1. Easy access to required data and a comprehensive data strategy
There is saying in computer science world “garbage in, garbage out” which means nonsense input data produces nonsense output. Therefore your machine learning model is only as good as the data it’s trained on.If there is problem with data, machine learning scientists will end up spending their time in doing data cleanup and management.So we need a strong data strategy to make efficient use of ML scientist’s time and talent.
What makes a strong data strategy ?
- Data should be viewed as organizational asset rather than property of individual department that created or collected that data.
- Data should be available easily, securely and in compliance with legal and regulatory requirements.

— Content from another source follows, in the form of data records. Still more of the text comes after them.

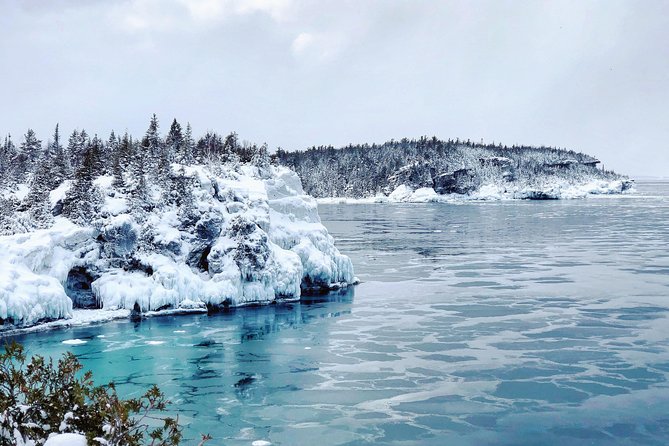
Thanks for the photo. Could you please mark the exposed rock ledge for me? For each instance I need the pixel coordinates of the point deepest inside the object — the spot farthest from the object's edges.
(256, 238)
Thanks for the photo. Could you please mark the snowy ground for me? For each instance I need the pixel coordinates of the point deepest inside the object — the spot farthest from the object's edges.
(491, 192)
(257, 238)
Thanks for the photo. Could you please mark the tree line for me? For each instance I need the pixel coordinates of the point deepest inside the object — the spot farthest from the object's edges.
(134, 163)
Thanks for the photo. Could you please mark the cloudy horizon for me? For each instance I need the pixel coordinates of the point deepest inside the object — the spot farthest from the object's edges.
(585, 75)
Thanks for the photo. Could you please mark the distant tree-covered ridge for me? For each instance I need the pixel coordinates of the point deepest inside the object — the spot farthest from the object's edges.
(137, 165)
(159, 223)
(448, 167)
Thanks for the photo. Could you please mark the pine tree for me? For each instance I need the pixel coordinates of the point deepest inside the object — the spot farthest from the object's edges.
(61, 169)
(139, 192)
(152, 145)
(29, 152)
(174, 142)
(120, 161)
(80, 200)
(189, 146)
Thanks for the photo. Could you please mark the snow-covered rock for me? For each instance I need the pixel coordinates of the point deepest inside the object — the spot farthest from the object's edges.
(253, 237)
(495, 191)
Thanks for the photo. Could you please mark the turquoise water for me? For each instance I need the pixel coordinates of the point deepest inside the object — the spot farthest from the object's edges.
(513, 323)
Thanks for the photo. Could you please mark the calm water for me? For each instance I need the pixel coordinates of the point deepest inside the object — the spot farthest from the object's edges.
(523, 323)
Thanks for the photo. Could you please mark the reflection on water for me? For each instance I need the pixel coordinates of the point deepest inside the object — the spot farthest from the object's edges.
(481, 323)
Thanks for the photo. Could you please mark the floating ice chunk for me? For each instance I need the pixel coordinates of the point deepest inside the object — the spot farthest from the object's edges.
(74, 342)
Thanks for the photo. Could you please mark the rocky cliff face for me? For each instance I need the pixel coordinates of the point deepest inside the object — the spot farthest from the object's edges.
(249, 236)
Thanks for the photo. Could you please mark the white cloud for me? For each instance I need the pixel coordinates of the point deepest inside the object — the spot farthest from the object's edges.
(322, 46)
(166, 15)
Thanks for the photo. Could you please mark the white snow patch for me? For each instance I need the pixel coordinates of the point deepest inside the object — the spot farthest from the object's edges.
(66, 440)
(293, 247)
(75, 342)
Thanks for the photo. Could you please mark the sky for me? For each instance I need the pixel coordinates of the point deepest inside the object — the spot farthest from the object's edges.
(592, 76)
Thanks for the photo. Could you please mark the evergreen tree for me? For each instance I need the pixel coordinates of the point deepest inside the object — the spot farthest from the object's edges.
(189, 145)
(80, 200)
(152, 145)
(120, 161)
(29, 152)
(61, 169)
(175, 142)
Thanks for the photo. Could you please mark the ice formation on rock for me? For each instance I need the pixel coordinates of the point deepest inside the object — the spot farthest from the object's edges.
(253, 237)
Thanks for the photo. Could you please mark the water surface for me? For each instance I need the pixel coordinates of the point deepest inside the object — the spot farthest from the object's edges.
(519, 323)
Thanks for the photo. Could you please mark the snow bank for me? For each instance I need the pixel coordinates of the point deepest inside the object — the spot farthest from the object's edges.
(253, 237)
(493, 192)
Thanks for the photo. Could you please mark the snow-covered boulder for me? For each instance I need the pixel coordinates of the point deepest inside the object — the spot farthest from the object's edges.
(248, 237)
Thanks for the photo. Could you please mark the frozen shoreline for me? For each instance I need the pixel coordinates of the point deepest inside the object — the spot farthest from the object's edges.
(254, 237)
(492, 192)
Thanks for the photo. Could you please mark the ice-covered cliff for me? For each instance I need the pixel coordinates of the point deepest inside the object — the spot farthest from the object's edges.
(247, 235)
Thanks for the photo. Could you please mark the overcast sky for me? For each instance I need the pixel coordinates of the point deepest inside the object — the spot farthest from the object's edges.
(587, 75)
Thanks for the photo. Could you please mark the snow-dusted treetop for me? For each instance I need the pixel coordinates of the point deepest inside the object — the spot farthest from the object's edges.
(429, 169)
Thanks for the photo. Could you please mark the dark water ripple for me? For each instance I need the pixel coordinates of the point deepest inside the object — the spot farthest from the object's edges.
(514, 323)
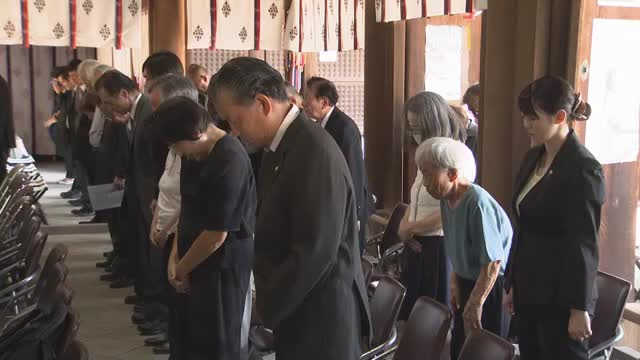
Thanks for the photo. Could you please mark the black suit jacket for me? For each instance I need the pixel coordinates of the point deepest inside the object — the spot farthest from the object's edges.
(347, 135)
(309, 284)
(554, 256)
(141, 167)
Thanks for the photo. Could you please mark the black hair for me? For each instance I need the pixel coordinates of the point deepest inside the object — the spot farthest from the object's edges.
(551, 94)
(435, 117)
(246, 77)
(73, 65)
(163, 63)
(471, 98)
(179, 119)
(7, 130)
(324, 88)
(113, 81)
(56, 72)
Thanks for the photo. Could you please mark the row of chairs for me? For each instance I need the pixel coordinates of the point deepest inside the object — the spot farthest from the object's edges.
(36, 317)
(612, 295)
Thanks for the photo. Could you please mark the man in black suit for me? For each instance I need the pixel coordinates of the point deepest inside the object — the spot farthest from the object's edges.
(320, 99)
(309, 283)
(121, 100)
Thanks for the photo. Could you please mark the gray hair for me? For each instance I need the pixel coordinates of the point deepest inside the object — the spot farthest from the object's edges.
(172, 85)
(85, 70)
(446, 153)
(435, 117)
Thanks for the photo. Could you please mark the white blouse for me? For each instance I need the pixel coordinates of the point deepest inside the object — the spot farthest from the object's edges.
(423, 205)
(169, 196)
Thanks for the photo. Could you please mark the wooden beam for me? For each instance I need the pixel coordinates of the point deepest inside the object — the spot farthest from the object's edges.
(384, 98)
(168, 24)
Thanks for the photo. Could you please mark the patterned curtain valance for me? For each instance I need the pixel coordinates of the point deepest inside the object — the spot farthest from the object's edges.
(307, 26)
(89, 23)
(396, 10)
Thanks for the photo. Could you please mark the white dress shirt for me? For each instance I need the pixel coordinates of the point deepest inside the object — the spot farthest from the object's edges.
(169, 195)
(423, 205)
(97, 128)
(326, 117)
(132, 113)
(291, 115)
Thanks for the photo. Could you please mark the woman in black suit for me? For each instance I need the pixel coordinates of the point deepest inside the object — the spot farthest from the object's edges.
(7, 135)
(554, 258)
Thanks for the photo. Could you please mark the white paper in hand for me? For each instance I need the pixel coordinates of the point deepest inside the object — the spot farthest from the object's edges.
(105, 197)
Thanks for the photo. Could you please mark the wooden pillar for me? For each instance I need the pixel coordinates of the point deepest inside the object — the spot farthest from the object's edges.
(384, 97)
(168, 24)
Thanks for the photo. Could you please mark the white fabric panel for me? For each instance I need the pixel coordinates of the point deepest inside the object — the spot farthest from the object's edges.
(234, 28)
(312, 21)
(347, 24)
(414, 9)
(360, 23)
(96, 23)
(481, 4)
(332, 25)
(198, 24)
(272, 18)
(10, 23)
(458, 7)
(131, 23)
(392, 10)
(49, 22)
(435, 7)
(292, 31)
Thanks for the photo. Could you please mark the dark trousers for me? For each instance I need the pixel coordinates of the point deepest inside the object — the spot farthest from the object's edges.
(68, 161)
(208, 321)
(150, 259)
(491, 312)
(425, 273)
(543, 333)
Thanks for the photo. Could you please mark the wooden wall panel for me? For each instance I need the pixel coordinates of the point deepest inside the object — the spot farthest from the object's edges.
(4, 64)
(384, 97)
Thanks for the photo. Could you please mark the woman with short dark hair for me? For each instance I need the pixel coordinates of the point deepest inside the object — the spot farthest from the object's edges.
(559, 192)
(426, 267)
(7, 134)
(213, 249)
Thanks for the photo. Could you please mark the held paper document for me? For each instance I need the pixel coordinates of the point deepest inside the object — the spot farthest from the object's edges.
(105, 197)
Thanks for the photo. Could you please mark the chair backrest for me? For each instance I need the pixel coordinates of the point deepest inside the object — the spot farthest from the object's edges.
(76, 351)
(612, 296)
(385, 306)
(69, 332)
(33, 257)
(390, 236)
(367, 269)
(426, 331)
(483, 345)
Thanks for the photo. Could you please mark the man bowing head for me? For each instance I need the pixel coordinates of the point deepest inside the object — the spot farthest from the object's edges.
(309, 284)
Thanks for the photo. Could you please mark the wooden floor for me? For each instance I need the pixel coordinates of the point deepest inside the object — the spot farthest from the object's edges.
(105, 327)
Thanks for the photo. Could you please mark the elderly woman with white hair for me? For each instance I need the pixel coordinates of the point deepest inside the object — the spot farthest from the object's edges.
(477, 236)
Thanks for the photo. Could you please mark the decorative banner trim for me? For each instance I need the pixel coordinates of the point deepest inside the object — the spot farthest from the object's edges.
(118, 24)
(72, 23)
(256, 39)
(301, 24)
(214, 23)
(25, 23)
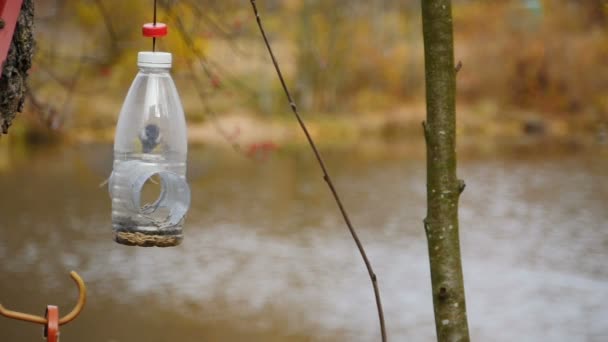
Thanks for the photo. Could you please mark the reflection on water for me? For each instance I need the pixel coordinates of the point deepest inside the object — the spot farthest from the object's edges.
(266, 256)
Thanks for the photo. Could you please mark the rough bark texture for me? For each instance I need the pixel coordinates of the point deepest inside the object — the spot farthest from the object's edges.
(15, 68)
(443, 188)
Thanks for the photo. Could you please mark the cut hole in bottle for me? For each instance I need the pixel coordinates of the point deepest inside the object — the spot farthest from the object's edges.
(152, 195)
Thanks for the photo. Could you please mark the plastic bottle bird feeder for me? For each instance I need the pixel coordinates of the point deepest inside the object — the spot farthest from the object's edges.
(150, 144)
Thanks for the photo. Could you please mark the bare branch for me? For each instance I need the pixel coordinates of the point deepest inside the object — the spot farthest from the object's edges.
(326, 177)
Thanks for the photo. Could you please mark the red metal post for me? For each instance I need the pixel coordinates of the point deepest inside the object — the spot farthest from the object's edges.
(9, 13)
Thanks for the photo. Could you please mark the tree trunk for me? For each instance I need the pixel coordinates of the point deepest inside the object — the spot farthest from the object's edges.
(443, 188)
(14, 70)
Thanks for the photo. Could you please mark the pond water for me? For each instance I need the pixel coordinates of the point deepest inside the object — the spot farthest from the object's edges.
(266, 256)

- Data is put to work through analytics and machine learning to make better decisions, create efficiencies and drive new innovations.
Data related questions to be asked before the start of ML project
- What data is available to me today?
- What data is not quite available, but with some effort could become available?
- What data I don’t have today, but I might have in next few months or year? And what steps can be taken to begin gathering that data?
- Is there any potential bias in data or data sources?
2. Selecting machine learning use cases and setting success metrics
We should aim to use machine learning where it is actually needed and not where it might be interesting. Some times simple analytics or rules get you 10-40% of business impact.Things to keep in mind include data readiness, business impact and machine learning applicability.
- A high impact use case without data or machine learing applicability ❌
- A use case with lots of data and high machine learning applicability but low business impact ❌
Before working on a project the team needs estimate its potential impact as well (Opportunity Sizing). So once we define business problem which can be solved with machine learning and done with opportunity sizing the next step is to outlining clear metrics to measure success.
The data science projects needs to have clear goal which is typically a target value for a clearly defined metric. In real world data science projects there are not just one but multiple metrics that model will evaluated against. Some of these evaluation metric won’t even be related to how your prediction performs against the ground truth. Other such metrics are like :
- Overall memory usage
- latency of the prediction process
- complexity of predictive model
Real world problems are indeed dominated by business and tech infrastructure concerns.
3. Technical experts and domain experts should work together
We need to make sure that domain experts and technical experts or stakeholders work side by side. If relevant stakeholders are the part of entire process, everyone is most likely to accept, adopt and implement the solution. If a data scientist is working in silos then its very much unlikely that their models get implemented.
4. Exploratory data analysis
Before building the model,we need to interrogate the data to see if there is any predictive power in the feature set. Read more about EDA here.
5. A quick MVP
Its good practice to build a minimum viable product which is build quickly and cheaply to validate the hypothesis before we commit extensive time and resource.
6. Experiment Metrics
We should look for more than one metric to look when an experiment concludes.
7. Regular Check-ins
Rather than meeting at the start and end of a model build, it is better to check-in frequently (e.g. once or twice a week) to discuss latest findings and align on if any course corrections are necessary.